In order to show this, the researchers essentially redid the statistical analysis for several of these large data sets (Orben explains the process here), but instead of only choosing one result to present, they collected all the plausible ones they could find. For example, imagine a study where the app use of a group of kids was tracked, and they were surveyed regularly on a variety of measures. The resulting (fictitious, I hasten to add) paper might say it found kids who use Instagram for more than two hours a day are three times as likely to suffer depressive episodes or suicidal ideations. What the paper doesn't say, and which this new analysis could show, is that the bottom quartile is far more likely to suffer from ADHD, or the top five percent reported feeling they had a strong support network. [...] Ultimately what the Oxford study found was that there is no consistent good or bad effect, and although a very slight negative effect was noted, it was small enough that factors like having a single parent or needing to wear glasses were far more important.
"[T]he study does not conclude that technology has no negative or positive effect; such a broad conclusion would be untenable on its face," Coldeway writes. "The data it rounds up are simply inadequate to the task and technology use is too variable to reduce to a single factor. Its conclusion is that studies so far have in fact bee inconclusive and we need to go back to the drawing board."

4 of 43 comments (clear)

  1. Re:Makes sense. by jouassou · · Score: 4, Informative

    This is also what funnel plots are for.

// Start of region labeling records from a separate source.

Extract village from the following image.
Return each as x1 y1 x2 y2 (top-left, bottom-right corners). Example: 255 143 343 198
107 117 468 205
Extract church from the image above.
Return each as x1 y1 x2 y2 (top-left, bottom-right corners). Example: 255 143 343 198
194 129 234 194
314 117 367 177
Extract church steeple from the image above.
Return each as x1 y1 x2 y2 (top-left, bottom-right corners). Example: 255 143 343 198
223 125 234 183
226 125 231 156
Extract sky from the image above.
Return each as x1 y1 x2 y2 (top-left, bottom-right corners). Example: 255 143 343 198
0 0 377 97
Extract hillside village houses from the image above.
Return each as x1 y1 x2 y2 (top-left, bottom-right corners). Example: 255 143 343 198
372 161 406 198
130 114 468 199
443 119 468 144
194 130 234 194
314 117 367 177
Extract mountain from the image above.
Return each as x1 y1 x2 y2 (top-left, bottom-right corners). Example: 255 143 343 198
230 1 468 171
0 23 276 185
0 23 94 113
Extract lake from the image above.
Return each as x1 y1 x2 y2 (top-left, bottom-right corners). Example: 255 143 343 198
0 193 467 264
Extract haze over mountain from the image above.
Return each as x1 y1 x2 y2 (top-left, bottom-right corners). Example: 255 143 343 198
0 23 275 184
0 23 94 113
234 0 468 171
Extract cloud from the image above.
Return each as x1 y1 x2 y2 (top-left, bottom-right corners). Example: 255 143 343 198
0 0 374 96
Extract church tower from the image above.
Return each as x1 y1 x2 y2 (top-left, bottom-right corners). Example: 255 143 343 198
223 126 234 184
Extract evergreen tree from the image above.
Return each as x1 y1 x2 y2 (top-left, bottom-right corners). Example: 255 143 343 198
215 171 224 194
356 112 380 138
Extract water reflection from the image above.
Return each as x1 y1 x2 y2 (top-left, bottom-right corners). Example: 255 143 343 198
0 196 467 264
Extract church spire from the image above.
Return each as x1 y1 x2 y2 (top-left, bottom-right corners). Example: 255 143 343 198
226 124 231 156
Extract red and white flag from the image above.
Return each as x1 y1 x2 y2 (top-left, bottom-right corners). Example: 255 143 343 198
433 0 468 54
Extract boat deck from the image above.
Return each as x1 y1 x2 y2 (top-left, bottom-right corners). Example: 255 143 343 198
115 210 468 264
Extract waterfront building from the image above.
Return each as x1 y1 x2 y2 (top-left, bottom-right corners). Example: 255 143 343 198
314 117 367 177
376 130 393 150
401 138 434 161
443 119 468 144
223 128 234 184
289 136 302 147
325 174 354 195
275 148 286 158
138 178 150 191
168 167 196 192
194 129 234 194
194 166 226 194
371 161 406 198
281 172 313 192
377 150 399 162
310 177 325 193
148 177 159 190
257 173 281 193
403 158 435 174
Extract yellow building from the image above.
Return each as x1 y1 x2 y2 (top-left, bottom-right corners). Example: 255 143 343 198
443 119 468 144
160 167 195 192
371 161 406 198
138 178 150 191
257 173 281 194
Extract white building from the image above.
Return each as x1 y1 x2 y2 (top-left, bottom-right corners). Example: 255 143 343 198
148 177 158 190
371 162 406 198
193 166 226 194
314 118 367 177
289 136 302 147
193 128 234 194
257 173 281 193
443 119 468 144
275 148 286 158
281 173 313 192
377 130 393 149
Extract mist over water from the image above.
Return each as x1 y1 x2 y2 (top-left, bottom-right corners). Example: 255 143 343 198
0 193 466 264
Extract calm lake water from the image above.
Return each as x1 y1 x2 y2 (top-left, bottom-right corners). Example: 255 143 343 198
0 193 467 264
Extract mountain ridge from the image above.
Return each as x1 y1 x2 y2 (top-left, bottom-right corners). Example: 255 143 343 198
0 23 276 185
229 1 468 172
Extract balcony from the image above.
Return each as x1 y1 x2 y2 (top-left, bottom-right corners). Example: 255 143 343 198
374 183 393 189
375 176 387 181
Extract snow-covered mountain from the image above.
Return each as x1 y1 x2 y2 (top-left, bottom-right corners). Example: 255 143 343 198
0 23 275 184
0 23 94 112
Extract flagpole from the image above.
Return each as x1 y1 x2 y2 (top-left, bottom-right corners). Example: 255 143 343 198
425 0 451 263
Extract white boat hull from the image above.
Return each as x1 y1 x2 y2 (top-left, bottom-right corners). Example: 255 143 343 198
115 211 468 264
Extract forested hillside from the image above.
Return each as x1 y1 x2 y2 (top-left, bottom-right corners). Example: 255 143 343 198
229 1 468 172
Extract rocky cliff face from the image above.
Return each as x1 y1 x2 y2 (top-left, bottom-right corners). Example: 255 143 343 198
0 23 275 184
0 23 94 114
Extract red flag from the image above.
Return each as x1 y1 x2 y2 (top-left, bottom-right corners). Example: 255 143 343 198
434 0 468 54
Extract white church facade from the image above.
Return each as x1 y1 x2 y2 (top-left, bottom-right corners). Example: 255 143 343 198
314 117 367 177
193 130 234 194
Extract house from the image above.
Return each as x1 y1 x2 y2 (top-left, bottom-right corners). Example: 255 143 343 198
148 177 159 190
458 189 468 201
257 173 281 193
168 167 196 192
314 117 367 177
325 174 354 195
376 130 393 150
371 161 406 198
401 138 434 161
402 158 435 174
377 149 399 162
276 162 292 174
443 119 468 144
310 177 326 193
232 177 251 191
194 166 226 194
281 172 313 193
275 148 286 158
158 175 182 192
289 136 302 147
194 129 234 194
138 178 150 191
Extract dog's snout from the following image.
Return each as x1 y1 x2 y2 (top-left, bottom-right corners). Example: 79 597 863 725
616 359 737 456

  2. Every parent knows the answer to this question by tonymercmobily · · Score: 4, Insightful

    Being a parent gives you a pretty immediate answer to this question.
    Some children are fine. Some children are not.
    I have two children. My eldest (6) gets totally thoroughly addicted to video. As soon as he has a little bit, he just wants to watch more and more and more. My youngest one (4) will watch a little, get bored, play outside, maybe go back to it. This has always been true, ever since they were 1.
    My eldest one will keep watching forgetting all about eating, peeing, or whatever. All those needs will literally jump at him at the same time, and he will routinely enter a major destructive tantrum when the video is stopped.
    As a parent, I had to go for a video-free life. They are allowed very very little video on week ends, but that's it. Any more than that and my 6 year old will just. Go. Nuts. Asking for it every moment of the week.
    I let them play VR (I have a Rift and a Vive), which has proven to be non-addictive (again, not scientific, just my experience with them). But, it'snot clear whether it's good or bad for the eyes...

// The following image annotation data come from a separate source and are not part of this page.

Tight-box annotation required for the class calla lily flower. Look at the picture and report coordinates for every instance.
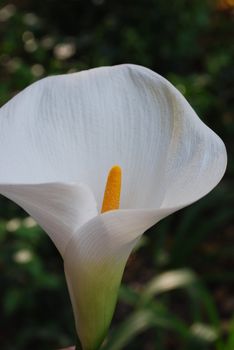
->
[0,64,227,350]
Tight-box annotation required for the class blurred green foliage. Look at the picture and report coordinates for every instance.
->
[0,0,234,350]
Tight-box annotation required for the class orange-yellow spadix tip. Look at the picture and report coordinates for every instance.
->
[101,165,122,213]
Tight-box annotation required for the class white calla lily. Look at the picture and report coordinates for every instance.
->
[0,65,226,350]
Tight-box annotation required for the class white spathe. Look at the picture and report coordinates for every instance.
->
[0,64,227,350]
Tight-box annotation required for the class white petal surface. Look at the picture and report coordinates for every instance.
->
[64,208,183,350]
[0,183,97,255]
[0,65,226,212]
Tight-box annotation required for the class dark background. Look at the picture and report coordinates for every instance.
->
[0,0,234,350]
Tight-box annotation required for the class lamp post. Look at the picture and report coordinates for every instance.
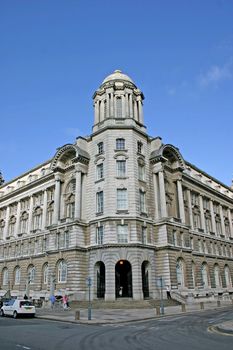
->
[86,276,92,320]
[158,276,164,315]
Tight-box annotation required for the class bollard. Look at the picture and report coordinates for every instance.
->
[74,310,80,320]
[181,304,186,312]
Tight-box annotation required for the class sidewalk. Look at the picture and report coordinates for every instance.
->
[36,301,233,334]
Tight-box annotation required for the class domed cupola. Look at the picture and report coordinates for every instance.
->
[93,70,145,131]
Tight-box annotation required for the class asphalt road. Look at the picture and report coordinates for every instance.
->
[0,310,233,350]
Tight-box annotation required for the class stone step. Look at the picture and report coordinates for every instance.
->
[70,298,180,309]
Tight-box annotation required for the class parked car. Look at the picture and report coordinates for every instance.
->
[0,299,36,318]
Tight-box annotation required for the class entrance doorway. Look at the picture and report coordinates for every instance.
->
[115,260,132,298]
[96,261,105,298]
[142,261,150,299]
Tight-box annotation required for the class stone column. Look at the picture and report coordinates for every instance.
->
[3,205,10,239]
[74,170,82,220]
[100,100,104,122]
[219,204,226,236]
[41,190,48,230]
[14,201,21,237]
[177,180,185,223]
[199,195,205,231]
[129,94,133,118]
[105,262,116,301]
[227,208,233,237]
[110,92,114,117]
[153,173,159,219]
[28,196,33,234]
[159,170,167,218]
[132,259,143,300]
[53,174,61,225]
[121,95,126,118]
[95,101,99,124]
[106,93,110,118]
[125,94,129,118]
[133,101,138,121]
[187,190,193,230]
[138,100,144,124]
[210,200,216,234]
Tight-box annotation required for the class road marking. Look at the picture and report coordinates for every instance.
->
[16,344,31,350]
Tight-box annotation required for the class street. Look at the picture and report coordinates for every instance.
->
[0,309,233,350]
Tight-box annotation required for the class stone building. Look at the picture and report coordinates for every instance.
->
[0,71,233,300]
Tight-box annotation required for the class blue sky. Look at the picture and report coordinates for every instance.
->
[0,0,233,186]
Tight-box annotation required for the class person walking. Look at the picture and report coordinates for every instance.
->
[62,294,69,310]
[50,295,56,309]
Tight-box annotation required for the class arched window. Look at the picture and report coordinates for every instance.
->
[201,263,209,288]
[192,262,196,288]
[47,200,54,226]
[176,259,184,287]
[28,265,35,283]
[20,211,28,234]
[15,266,21,284]
[57,260,67,283]
[214,265,221,288]
[224,265,232,287]
[65,179,76,218]
[116,97,122,118]
[33,207,42,230]
[9,216,16,236]
[0,220,5,239]
[2,267,9,286]
[43,264,49,284]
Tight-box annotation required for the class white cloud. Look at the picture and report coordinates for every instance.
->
[65,128,82,137]
[198,60,233,87]
[167,88,176,96]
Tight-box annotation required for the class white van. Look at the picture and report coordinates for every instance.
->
[0,299,36,318]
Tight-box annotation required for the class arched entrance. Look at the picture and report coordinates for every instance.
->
[115,260,132,298]
[95,261,105,298]
[142,261,150,299]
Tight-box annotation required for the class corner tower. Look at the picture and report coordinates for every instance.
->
[93,70,146,132]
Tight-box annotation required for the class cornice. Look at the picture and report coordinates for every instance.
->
[0,173,54,203]
[183,172,233,205]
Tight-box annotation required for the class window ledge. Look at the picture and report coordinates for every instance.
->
[116,209,129,214]
[95,177,105,184]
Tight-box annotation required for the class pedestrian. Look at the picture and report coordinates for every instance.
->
[62,294,69,310]
[50,295,56,309]
[167,286,172,299]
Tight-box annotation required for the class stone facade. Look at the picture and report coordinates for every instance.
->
[0,71,233,300]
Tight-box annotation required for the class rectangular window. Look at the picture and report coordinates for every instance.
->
[116,139,125,150]
[139,190,146,213]
[142,226,147,244]
[116,97,122,118]
[117,225,128,243]
[96,163,104,180]
[138,164,145,181]
[96,226,104,244]
[97,142,104,154]
[117,189,128,210]
[116,160,126,177]
[96,191,104,213]
[137,141,142,154]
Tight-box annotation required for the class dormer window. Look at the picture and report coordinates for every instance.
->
[116,97,122,118]
[116,139,125,150]
[97,142,104,154]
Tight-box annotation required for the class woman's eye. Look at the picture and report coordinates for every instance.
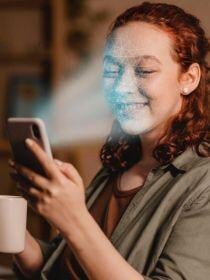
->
[135,67,155,76]
[103,66,120,78]
[103,70,119,78]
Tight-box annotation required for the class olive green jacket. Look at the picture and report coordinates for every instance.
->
[13,148,210,280]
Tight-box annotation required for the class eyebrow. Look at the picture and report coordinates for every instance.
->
[103,55,162,65]
[134,55,162,64]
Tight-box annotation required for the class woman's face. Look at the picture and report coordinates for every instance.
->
[104,22,182,135]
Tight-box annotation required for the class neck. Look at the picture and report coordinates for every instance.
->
[140,127,164,165]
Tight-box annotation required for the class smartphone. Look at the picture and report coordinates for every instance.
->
[6,118,52,176]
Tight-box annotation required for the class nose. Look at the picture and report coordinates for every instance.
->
[115,67,138,94]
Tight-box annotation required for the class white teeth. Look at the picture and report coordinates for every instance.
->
[118,103,147,113]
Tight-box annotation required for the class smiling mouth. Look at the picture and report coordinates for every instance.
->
[116,102,149,113]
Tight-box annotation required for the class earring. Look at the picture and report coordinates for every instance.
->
[182,87,188,95]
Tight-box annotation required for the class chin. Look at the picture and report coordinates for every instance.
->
[120,118,151,135]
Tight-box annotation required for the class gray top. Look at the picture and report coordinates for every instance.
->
[13,145,210,280]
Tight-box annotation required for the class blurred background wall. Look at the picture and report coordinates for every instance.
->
[0,0,210,272]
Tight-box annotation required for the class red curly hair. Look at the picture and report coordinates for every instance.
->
[100,2,210,171]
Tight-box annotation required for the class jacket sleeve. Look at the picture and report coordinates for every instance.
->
[143,188,210,280]
[12,234,62,280]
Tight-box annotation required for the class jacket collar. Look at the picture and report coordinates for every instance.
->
[159,147,199,177]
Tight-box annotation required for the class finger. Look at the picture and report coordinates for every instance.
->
[17,186,37,212]
[9,171,30,188]
[15,161,48,190]
[54,159,82,184]
[26,138,60,178]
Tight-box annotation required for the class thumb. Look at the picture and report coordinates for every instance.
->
[54,159,83,185]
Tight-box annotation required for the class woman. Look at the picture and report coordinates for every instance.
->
[10,3,210,280]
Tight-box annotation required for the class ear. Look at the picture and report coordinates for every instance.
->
[180,63,201,95]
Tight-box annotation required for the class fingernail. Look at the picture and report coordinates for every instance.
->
[25,138,33,147]
[8,159,15,166]
[54,159,63,166]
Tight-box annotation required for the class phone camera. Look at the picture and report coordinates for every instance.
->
[32,124,41,139]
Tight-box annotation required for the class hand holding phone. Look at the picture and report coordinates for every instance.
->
[6,118,52,176]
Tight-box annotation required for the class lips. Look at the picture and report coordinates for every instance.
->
[116,102,148,113]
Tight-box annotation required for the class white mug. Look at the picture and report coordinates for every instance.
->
[0,195,27,253]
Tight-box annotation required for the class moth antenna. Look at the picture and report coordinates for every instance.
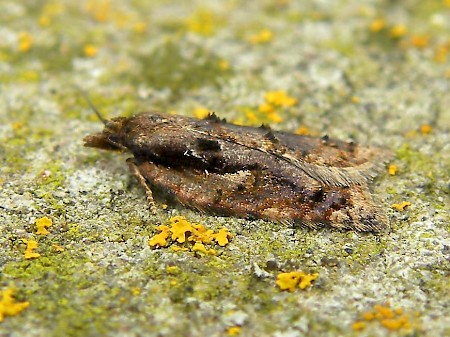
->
[75,86,107,125]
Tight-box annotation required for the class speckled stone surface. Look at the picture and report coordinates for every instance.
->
[0,0,450,337]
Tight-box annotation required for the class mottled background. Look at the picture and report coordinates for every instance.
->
[0,0,450,337]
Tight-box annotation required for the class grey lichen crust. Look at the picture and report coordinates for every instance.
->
[0,0,450,337]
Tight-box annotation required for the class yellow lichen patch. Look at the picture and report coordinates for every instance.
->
[258,90,297,123]
[411,35,428,48]
[392,201,411,212]
[352,321,366,331]
[170,245,189,252]
[170,216,193,243]
[36,216,53,235]
[352,305,412,331]
[213,228,232,247]
[86,0,111,22]
[192,242,208,254]
[227,325,241,336]
[248,29,273,44]
[434,46,450,63]
[148,225,170,247]
[388,164,398,176]
[420,124,433,135]
[276,271,319,292]
[369,19,386,33]
[166,266,180,274]
[350,96,361,104]
[218,59,230,71]
[83,44,98,57]
[390,24,408,39]
[186,9,219,36]
[38,15,51,27]
[133,22,147,34]
[52,244,65,253]
[194,107,209,118]
[22,239,41,260]
[0,289,30,322]
[149,216,232,255]
[265,90,297,107]
[19,32,33,53]
[295,125,311,136]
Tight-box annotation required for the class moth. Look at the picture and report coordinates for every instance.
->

  3. Screen time by Minupla · · Score: 3, Insightful

    I also contend that the phrase 'screen time' is poorly chosen. I prefer to differentiate between what she's doing with the screen. I count coding differently then watching Youtube vids, Minecraft different from reading a book on Overdrive, etc.

    There's.a whole lot of nuance that tends to get lost. Also depends on the kid. Mine is fit and active (unlike her old man) so that feeds into it too.

    Min

    --
    On the whole, I find that I prefer Slashdot posts to twitter ones because I don't get limited to 140 chars before
  4. Is water good or bad? by mark_reh · · Score: 3, Insightful

    Let's see...
    many people drown- bad
    many people die without it- bad
    used in pesticides- bad
    floods cause billions of dollars damage- bad

    great for bathing - good
    great for boiling eggs - good
    used in coffee- good
    rain helps crops grow - good

    Hmmmm. It's hard to say definitively whether water is good or bad.